Boston Children's Hospital has notified patients of a potential breach of protected health information as a result of a stolen laptop computer. A Boston Children's Hospital staff member lost the laptop while attending a conference in Buenos Aires.
Although the laptop was password-protected the files were not encrypted. A file containing patient information had been sent to the laptop as an e-mail attachment. That file included names, medical record number, date of birth, diagnosis, procedure and date of surgery for 2,159 patients.
"Boston Children's takes this incident and the protection of protected health and personal information extremely seriously," said Daniel J. Nigrin, senior vice president for Information Services and chief information officer.
"We take great measures to ensure that protected health information is never inadvertently released, and we are undertaking additional steps to prevent breaches such as this in the future.
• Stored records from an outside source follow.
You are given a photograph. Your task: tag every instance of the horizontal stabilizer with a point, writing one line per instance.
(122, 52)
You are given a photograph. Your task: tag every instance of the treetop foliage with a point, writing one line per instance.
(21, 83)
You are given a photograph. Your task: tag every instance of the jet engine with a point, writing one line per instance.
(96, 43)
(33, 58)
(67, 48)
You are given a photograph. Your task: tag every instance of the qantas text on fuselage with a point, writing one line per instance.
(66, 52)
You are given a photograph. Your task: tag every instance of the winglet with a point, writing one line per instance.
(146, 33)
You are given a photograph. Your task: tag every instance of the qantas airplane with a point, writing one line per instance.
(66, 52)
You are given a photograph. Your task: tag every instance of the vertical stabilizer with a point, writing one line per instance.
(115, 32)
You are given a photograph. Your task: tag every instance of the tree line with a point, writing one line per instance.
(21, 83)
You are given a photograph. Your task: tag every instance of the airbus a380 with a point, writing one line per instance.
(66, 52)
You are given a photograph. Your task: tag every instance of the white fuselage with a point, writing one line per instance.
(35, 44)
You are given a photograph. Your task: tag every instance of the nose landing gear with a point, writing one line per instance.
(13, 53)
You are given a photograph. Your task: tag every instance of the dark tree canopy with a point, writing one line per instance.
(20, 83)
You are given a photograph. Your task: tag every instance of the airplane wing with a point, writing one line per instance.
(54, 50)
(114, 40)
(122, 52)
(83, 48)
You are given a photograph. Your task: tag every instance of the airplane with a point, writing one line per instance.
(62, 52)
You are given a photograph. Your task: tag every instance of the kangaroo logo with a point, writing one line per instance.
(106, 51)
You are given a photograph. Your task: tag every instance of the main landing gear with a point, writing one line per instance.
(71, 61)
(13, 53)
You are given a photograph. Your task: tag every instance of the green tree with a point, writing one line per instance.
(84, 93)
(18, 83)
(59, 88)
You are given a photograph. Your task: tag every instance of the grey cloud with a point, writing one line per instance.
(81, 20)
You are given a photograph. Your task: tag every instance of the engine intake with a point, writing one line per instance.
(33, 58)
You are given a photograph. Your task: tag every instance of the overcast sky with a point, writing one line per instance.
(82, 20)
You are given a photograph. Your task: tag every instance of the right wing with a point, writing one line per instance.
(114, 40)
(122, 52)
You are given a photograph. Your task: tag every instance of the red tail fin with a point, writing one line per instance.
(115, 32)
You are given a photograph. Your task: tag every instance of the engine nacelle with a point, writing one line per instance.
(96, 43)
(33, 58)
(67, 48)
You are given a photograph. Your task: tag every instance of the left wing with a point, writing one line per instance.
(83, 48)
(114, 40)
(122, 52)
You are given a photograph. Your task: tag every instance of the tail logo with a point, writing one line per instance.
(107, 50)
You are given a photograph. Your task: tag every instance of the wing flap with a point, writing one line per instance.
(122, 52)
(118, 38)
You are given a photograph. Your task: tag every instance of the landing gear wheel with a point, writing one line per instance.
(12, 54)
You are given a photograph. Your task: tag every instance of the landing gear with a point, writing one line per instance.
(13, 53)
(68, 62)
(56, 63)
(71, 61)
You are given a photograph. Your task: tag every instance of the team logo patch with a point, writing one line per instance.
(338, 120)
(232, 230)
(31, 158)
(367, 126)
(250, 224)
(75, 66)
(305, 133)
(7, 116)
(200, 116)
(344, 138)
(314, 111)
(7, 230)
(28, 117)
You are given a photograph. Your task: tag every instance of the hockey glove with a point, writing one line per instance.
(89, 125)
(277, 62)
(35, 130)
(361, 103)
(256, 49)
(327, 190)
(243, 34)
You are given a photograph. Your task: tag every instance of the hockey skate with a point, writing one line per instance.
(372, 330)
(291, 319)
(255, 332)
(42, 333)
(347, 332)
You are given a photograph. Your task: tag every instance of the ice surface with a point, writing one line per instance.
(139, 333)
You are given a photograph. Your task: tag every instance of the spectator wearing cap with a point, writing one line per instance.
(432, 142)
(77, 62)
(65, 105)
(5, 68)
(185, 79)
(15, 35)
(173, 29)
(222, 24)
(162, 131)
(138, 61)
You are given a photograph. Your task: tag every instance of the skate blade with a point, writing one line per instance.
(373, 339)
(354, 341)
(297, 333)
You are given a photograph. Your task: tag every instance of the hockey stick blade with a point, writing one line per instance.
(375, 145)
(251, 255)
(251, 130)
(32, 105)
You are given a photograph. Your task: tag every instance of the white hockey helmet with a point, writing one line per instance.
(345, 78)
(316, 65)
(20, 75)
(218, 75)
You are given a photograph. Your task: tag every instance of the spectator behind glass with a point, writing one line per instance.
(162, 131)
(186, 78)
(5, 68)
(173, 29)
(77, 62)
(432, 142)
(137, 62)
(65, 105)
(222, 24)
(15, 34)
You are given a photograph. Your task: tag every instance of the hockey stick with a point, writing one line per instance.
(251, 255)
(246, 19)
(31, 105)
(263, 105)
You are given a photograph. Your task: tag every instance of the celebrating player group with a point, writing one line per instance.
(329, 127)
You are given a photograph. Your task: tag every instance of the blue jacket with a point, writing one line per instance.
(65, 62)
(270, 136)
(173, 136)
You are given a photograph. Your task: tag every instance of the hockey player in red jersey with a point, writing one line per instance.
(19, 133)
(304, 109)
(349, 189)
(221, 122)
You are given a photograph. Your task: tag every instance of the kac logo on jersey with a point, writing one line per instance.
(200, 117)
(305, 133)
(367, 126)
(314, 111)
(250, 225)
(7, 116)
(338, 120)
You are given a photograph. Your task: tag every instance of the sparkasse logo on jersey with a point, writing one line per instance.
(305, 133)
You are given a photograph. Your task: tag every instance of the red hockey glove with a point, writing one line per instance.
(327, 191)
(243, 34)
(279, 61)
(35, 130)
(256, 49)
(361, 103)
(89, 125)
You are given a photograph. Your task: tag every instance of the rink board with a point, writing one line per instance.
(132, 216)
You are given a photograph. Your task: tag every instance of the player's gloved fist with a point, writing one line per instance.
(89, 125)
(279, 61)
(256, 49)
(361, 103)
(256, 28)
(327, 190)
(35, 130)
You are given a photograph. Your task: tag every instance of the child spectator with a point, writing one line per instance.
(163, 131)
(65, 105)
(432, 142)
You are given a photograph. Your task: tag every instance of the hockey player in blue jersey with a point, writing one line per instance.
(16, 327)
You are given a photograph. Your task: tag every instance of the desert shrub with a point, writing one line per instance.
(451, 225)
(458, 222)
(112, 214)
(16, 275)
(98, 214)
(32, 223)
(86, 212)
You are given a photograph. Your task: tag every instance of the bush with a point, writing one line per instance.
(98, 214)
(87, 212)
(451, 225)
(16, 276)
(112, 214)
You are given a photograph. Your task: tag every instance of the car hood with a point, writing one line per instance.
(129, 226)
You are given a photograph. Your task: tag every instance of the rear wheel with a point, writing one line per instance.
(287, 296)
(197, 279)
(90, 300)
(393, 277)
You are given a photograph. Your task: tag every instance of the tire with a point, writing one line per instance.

We deeply regret and apologize for any concern or inconvenience this situation may cause our patients and families."
Healthcare Sector Security Lax?
The only saving grace: no patient financial data or Social Security numbers were involved. Boston Children's Hospital determined that although the file was not saved to the laptop's hard drive, it was still on the laptop in the e-mail attachment at the time of the theft. After extensive review and investigation, Boston Children's staff was not able to determine whether or not the file was accessible on the laptop.
We caught up with Neil Roiter, research director at Corero Network Security, to discuss how the Boston Children's Hospital breach fits in to the larger security story. He told us the reported breach of sensitive medical records of the hospital's patients is, unfortunately, the kind of story we've been hearing all too frequently from the healthcare sector.
"There have been numerous recent cases across the country involving lost or stolen laptops, missing backup media, and poorly secured health record databases involving tens, even hundreds of thousands of records," Roiter said.
Healthcare Leads Breaches
Roiter offers several recent examples to prove his point: Health claims of 780,000 Utah residents were stolen by hackers from a poorly secured database; a laptop with 34,500 patient records from Howard University Hospital was stolen from a car; backup media containing the records of 315,000 former Emory University Hospital patients is simply missing; in South Carolina, a state employee was charged in the transfer of records of 228,000 Medicaid recipients.
Roiter said the healthcare industry lagged well behind others in securing sensitive information. Symantec reports that healthcare had by far the highest percentage of data breaches of any sector: 43 percent, compared with the next highest sectors, government (14 percent) and education (13 percent).
"Health care providers must take extreme care in the handling of sensitive data on laptops, mobile devices or removable storage of any type. As a matter of policy and procedure, they should avoid storing large numbers of records on these devices, especially if they are allowed off-premises," Roiter said.
"Laptops and other portable devices are lost or stolen with alarming frequency, and one has to wonder how many other records may be potentially at risk, waiting for a USB memory drive to be left on a coffee shop counter or a laptop forgotten in the back of a taxi at the airport."